We're having a strange issue with Symantec Endpoint Protection (SEP) version 12.1 on Windows 7 clients.
When our users try to map a new network printer from our print server (double-click on the printer name when browsing \OurPrintServer ) – the standard driver install process begins as usual but ends with the error message: "Windows cannot connect to the printer. Access is denied."
We have tested on multiple systems with different printer shares using different drivers and even different printer manufacturers. The install of all printer drivers not already present on the client system seems to be being blocked by SEP.

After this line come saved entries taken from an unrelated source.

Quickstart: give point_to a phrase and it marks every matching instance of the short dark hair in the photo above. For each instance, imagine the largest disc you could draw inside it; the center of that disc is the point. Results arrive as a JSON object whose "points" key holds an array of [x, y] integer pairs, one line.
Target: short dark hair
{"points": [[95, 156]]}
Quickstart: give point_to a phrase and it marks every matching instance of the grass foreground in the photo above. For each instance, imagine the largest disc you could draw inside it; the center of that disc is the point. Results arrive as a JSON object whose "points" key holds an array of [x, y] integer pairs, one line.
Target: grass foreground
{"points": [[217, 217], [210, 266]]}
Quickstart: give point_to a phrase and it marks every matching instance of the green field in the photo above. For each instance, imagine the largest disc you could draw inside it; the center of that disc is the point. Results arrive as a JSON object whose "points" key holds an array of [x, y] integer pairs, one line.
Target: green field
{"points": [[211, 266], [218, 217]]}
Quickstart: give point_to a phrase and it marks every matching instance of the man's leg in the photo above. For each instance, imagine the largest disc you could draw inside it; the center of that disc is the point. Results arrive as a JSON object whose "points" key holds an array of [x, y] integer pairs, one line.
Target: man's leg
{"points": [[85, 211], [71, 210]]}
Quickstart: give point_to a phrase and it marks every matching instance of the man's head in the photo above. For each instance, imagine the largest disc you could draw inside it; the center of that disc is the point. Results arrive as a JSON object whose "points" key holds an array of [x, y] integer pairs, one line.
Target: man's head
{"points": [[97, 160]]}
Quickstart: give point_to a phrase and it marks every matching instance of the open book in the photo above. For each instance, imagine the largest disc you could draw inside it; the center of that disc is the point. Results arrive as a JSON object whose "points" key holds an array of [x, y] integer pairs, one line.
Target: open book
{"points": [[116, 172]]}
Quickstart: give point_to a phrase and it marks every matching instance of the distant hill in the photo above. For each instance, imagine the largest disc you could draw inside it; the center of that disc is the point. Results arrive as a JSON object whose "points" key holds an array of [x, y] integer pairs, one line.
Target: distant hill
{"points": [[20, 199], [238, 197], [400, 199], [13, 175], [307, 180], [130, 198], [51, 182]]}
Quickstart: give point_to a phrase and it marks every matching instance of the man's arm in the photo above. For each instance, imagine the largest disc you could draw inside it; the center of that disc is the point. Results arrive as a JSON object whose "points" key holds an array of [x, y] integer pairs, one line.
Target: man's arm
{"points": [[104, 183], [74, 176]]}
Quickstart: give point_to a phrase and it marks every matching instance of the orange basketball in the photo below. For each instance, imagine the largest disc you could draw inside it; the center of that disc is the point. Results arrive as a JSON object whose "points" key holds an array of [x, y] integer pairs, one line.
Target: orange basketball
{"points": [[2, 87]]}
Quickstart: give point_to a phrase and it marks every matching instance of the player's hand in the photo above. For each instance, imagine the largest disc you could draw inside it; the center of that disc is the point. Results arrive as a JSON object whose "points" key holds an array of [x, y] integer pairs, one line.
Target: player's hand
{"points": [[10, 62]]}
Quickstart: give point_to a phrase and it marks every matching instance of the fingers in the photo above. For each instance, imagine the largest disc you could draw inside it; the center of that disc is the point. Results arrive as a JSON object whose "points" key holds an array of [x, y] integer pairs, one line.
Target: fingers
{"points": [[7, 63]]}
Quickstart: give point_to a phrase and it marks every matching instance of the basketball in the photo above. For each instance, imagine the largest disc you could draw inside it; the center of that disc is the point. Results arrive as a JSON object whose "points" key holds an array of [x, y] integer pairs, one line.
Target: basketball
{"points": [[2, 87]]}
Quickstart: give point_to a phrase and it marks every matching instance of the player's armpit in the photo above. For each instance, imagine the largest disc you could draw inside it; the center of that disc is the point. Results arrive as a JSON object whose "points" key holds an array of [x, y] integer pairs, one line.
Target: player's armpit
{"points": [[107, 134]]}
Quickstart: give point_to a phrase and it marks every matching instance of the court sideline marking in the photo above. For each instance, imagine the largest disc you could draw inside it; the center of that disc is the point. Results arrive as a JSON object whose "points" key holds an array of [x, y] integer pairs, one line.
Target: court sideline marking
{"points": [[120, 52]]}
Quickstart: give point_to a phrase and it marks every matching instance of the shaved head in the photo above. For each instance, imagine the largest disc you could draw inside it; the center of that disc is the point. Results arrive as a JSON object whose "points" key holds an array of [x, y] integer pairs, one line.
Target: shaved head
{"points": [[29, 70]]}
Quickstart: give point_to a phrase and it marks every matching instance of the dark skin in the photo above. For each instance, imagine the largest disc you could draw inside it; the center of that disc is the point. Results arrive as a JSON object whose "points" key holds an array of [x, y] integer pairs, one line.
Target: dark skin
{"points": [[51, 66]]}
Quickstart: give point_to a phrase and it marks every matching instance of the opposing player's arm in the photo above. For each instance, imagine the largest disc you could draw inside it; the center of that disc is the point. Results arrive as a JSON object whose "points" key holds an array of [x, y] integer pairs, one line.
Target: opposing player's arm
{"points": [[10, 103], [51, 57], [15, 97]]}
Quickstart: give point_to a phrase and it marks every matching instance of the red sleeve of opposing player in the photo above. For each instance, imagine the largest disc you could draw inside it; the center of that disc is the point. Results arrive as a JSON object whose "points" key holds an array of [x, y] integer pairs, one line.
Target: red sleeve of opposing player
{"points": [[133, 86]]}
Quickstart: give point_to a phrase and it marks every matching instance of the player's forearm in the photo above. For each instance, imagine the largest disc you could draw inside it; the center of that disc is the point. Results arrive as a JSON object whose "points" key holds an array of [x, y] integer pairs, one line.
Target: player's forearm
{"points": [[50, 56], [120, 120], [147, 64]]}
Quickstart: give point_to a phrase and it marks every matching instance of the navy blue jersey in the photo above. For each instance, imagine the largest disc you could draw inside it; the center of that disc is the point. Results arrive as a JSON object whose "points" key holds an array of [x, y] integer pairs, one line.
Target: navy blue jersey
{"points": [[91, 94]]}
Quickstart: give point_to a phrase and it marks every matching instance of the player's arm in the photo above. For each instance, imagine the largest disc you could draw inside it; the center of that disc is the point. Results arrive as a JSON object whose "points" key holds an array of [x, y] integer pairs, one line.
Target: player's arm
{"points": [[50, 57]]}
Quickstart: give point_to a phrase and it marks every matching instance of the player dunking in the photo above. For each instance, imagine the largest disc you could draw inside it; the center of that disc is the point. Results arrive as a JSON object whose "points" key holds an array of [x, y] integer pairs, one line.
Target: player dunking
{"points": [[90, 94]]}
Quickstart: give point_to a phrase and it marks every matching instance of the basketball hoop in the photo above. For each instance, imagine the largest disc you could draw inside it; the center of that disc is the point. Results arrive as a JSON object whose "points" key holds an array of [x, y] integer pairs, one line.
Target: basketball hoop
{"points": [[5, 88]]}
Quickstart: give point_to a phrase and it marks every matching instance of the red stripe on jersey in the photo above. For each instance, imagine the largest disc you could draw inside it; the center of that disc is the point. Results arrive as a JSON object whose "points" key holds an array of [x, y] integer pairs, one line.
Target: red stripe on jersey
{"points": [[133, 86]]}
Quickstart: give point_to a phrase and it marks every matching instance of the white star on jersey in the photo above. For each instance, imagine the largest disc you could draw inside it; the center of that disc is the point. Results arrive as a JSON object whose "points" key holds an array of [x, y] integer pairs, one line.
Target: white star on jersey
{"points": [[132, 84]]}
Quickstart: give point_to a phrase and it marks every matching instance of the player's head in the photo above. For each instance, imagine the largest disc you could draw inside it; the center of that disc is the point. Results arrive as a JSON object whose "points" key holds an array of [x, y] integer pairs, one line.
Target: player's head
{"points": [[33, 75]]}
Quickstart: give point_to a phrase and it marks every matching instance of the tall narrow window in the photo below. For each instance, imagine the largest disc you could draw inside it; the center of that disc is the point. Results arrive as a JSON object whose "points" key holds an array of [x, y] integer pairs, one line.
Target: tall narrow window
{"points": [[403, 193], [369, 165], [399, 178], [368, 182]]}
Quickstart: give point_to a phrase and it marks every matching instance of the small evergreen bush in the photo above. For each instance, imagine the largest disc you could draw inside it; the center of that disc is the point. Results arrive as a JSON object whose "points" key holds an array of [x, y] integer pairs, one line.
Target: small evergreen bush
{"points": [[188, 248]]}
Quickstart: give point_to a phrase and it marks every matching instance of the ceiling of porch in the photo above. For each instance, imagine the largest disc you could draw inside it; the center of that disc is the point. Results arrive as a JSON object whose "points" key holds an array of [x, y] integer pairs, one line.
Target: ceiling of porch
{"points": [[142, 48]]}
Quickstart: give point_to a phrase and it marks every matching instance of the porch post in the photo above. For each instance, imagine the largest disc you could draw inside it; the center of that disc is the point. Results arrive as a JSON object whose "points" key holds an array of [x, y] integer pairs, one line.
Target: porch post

A strange thing is that when we disable SEP, the error still occurs and new printer drivers still fail to install. If we completely remove SEP from the client computer, the printer drivers install successfully and the printer shares map as expected.
To further test, we tried other Windows 7 clients on our domain without SEP and they map the printer correctly installing the drivers as expected.
Has anyone seen a problem like this with SEP 12.x on Windows 7 and if so do you have any suggestions on how to resolve the issue? Such a strange case, even when SEP is disabled it is still somehow blocking these printer driver installs. Only when SEP is completely removed do Windows shared network printer driver installs work correctly.
Best Answer
It looks like recent Symantec definition updates broke something with one of the Host Intrusion Prevention System (HIPS) policies in use on our systems. Thanks for the tip @joeqwerty. The organization seems to want to keep this component installed, so they changed the rule to log instead of block. Here are the details:
After disabing the "Prevent modification of system files (HIPS) [AC14]" policy, client printer mapping and printer driver installs worked correctly. Here are some related screenshots as a visual aid:
The best solution would probably be to exclude the IPS component from all Symantec Endpoint Protection (SEP) client installs. If your organization prefers to keep the HIPS installed, then you must wrangle with botched policies like this one.